Het hof overweegt dat het aannemelijk is - gelet op het letsel van de benadeelde partij - dat een vervangend voertuig voorzien moest zijn van een automatische transmissie. Het hof acht het een feit van algemene bekendheid dat - ook op de tweedehands markt - auto's met een dergelijke transmissie in aanschaf duurder zijn dan handgeschakelde auto's.
Gelet op het voorgaande is het naar het oordeel van het hof redelijk om - bij wijze van voorschot - aan de benadeelde partij terzake van autokosten een bedrag van [Euro] 2.500,- toe te kennen.
Voorzover de vordering het onder 1 toe te wijzen bedrag overschrijdt, en voorzover zij het gevorderde onder 2 en 3 betreft, is zij naar het oordeel van het hof niet van zo eenvoudige aard dat zij zich leent voor behandeling in dit strafgeding. Gelet hierop zal het hof bepalen dat de benadeelde partij voor het overige gedeelte niet ontvankelijk is in haar vordering en dat die vordering in zoverre slechts bij de burgerlijke rechter kan worden aangebracht.
J
De benadeelde partij heeft ter gelegenheid van het onderzoek ter terechtzitting in hoger beroep vergoeding van reiskosten gevorderd, welke reiskosten zijn ontstaan door het - naar het hof begrijpt: met de auto - tot tweemaal toe vanuit haar [woonplaats] naar 's-Hertogenbosch rijden, en terug rijden, zulks met het doel om haar vordering ter terechtzitting toe te lichten. De benadeelde partij vordert vergoeding voor in totaal 460 gereden kilometers.
K
Het hof overweegt te dien aanzien dat gelet op de omstandigheid dat een benadeelde partij blijkens het bepaalde in artikel 334, vierde lid van het Wetboek van Strafvordering uitdrukkelijk in de gelegenheid wordt gesteld om zijn of haar vordering toe te lichten, onder proceskosten in de zin van 592a van het Wetboek van Strafvordering moeten worden geacht te zijn begrepen de reiskosten door de benadeelde partij gemaakt om de zitting bij te kunnen wonen. Deze reiskosten komen derhalve voor vergoeding in aanmerking nu zij door de benadeelde partij ten behoeve van haar vordering zijn gemaakt.

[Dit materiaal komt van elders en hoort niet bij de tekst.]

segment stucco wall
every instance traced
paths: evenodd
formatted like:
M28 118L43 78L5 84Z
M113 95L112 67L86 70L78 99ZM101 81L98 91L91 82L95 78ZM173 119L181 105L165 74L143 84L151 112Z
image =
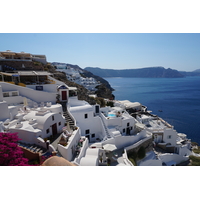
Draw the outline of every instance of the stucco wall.
M17 86L5 82L0 82L3 92L19 91L20 96L27 97L35 102L49 102L56 103L56 93L43 92L33 90L27 87Z
M8 111L8 104L4 102L0 102L0 120L9 119L10 114Z
M166 154L162 154L159 156L159 159L162 161L162 162L170 162L170 161L175 161L176 164L179 164L181 162L184 162L184 161L187 161L189 159L188 156L181 156L179 154L169 154L169 153L166 153Z

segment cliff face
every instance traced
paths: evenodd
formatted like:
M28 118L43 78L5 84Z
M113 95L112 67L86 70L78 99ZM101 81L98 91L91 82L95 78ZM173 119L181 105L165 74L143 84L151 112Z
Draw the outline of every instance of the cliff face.
M101 77L138 77L138 78L180 78L184 77L177 70L164 67L148 67L142 69L101 69L86 67L85 70Z
M60 80L64 83L66 83L68 86L71 87L77 87L78 92L78 99L79 100L85 100L89 104L94 105L96 104L96 100L94 98L89 97L89 91L83 87L82 85L79 85L77 83L71 82L66 78L66 74L64 72L58 72L55 70L53 66L49 68L49 72L54 74L54 78L57 80ZM107 99L113 99L114 95L112 94L112 90L107 88L105 84L101 84L97 86L97 91L95 92L97 97L107 98Z

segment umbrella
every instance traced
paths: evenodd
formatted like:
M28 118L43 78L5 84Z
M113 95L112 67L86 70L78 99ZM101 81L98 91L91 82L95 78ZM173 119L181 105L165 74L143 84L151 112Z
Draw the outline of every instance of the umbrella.
M70 128L70 125L69 125L69 122L67 122L67 131L70 133L71 131L71 128Z
M27 98L24 97L24 106L28 106Z
M114 144L105 144L105 145L103 145L103 148L106 151L114 151L117 149L117 147Z

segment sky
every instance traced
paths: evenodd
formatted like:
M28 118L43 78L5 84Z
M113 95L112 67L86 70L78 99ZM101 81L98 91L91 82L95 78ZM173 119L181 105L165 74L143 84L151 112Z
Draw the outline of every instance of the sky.
M199 33L1 33L0 51L46 55L81 68L200 69Z

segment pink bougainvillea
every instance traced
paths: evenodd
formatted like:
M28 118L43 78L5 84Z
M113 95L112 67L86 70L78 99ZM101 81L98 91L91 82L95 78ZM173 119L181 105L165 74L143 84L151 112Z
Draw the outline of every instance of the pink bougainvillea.
M23 157L23 151L18 147L18 133L0 133L0 165L28 166L28 159Z

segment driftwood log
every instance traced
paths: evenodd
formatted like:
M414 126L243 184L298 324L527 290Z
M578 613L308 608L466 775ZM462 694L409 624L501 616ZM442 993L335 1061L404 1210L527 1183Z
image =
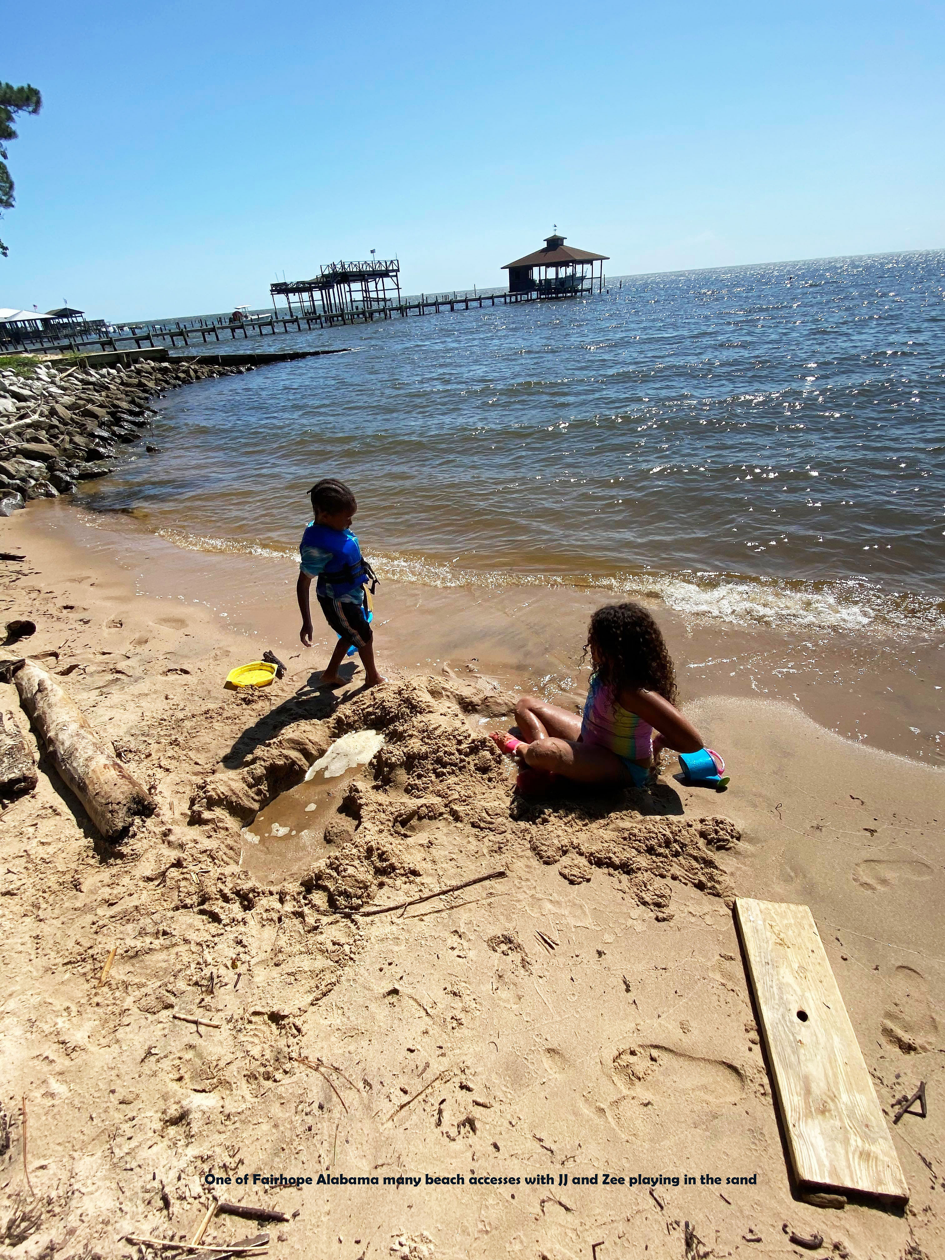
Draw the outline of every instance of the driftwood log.
M0 796L23 796L39 777L20 724L9 709L0 716Z
M24 660L14 683L49 760L106 840L122 839L136 818L154 813L152 798L42 665Z

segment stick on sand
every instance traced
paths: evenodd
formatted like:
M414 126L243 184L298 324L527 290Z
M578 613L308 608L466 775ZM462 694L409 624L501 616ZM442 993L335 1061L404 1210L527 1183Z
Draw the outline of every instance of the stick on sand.
M242 1239L239 1242L232 1242L229 1246L220 1247L208 1247L202 1246L197 1242L171 1242L168 1239L149 1239L145 1234L126 1234L126 1242L146 1242L151 1247L166 1247L175 1251L199 1251L203 1255L214 1256L229 1256L229 1255L262 1255L263 1249L270 1241L268 1234L257 1234L255 1239Z
M277 1212L275 1207L252 1207L249 1203L220 1203L217 1208L228 1216L242 1216L247 1221L287 1221L285 1212Z
M192 1023L197 1027L198 1032L202 1028L219 1028L219 1024L210 1023L209 1019L197 1019L194 1016L171 1016L171 1019L179 1019L181 1023Z
M368 915L387 915L392 910L404 910L407 906L418 906L422 901L432 901L433 897L445 897L447 892L459 892L461 888L471 888L474 883L485 883L486 879L504 879L508 871L490 871L489 874L478 874L475 879L466 879L465 883L452 883L449 888L440 888L438 892L428 892L425 897L412 897L410 901L398 901L393 906L372 906L369 910L357 910L362 919Z
M26 1178L26 1184L29 1186L29 1192L33 1198L37 1197L33 1184L29 1179L29 1168L26 1168L26 1095L23 1095L23 1176Z
M213 1196L210 1196L210 1206L207 1208L207 1215L198 1225L197 1234L190 1240L194 1245L203 1242L203 1236L207 1232L207 1227L213 1220L215 1211L217 1211L217 1200L213 1198Z
M101 987L108 979L108 973L112 969L112 963L115 961L115 955L117 953L118 953L118 946L117 945L112 945L111 953L108 954L108 958L105 960L105 966L102 968L102 974L98 976L98 985L97 985L97 988L101 989Z

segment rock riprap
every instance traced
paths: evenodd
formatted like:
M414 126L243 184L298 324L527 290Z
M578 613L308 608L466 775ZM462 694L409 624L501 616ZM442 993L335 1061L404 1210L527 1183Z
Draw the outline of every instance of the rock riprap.
M113 368L52 360L29 375L0 370L0 515L111 472L121 447L144 437L150 404L168 389L249 370L189 359Z

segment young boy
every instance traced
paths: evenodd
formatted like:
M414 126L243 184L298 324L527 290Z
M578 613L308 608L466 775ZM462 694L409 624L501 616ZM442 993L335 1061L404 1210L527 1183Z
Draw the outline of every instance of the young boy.
M344 484L326 478L311 490L314 520L309 524L299 546L301 566L296 595L302 615L301 640L311 648L311 610L309 588L318 578L315 595L325 614L325 620L340 635L331 659L321 675L321 687L336 687L344 679L338 677L338 667L354 644L364 664L367 685L386 682L374 664L374 633L364 607L364 583L370 581L369 566L362 559L358 539L350 530L358 510L358 501Z

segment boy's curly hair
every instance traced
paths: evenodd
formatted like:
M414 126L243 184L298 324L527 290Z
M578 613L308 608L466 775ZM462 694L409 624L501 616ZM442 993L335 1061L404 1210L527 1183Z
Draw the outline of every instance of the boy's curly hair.
M354 498L352 488L331 476L316 481L311 490L309 490L309 498L311 499L314 512L334 514L348 509L352 512L358 510L358 500Z
M585 654L591 640L601 664L595 677L616 698L621 687L656 692L678 702L675 670L663 633L640 604L606 604L591 617Z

Nu de benadeelde partij enkel het aantal gereden kilometers heeft opgegeven, en niet de door haar daadwerkelijk terzake gemaakte kosten, zal het hof voor de vaststelling van die kosten aansluiting zoeken bij het Besluit tarieven in strafzaken 2003. Naar analogie van het bepaalde in artikel 11, eerste lid onder c van dat Besluit, komen voor vergoeding in aanmerking:
460 kilmeters maal [Euro] 0.28 = [Euro] 128.80.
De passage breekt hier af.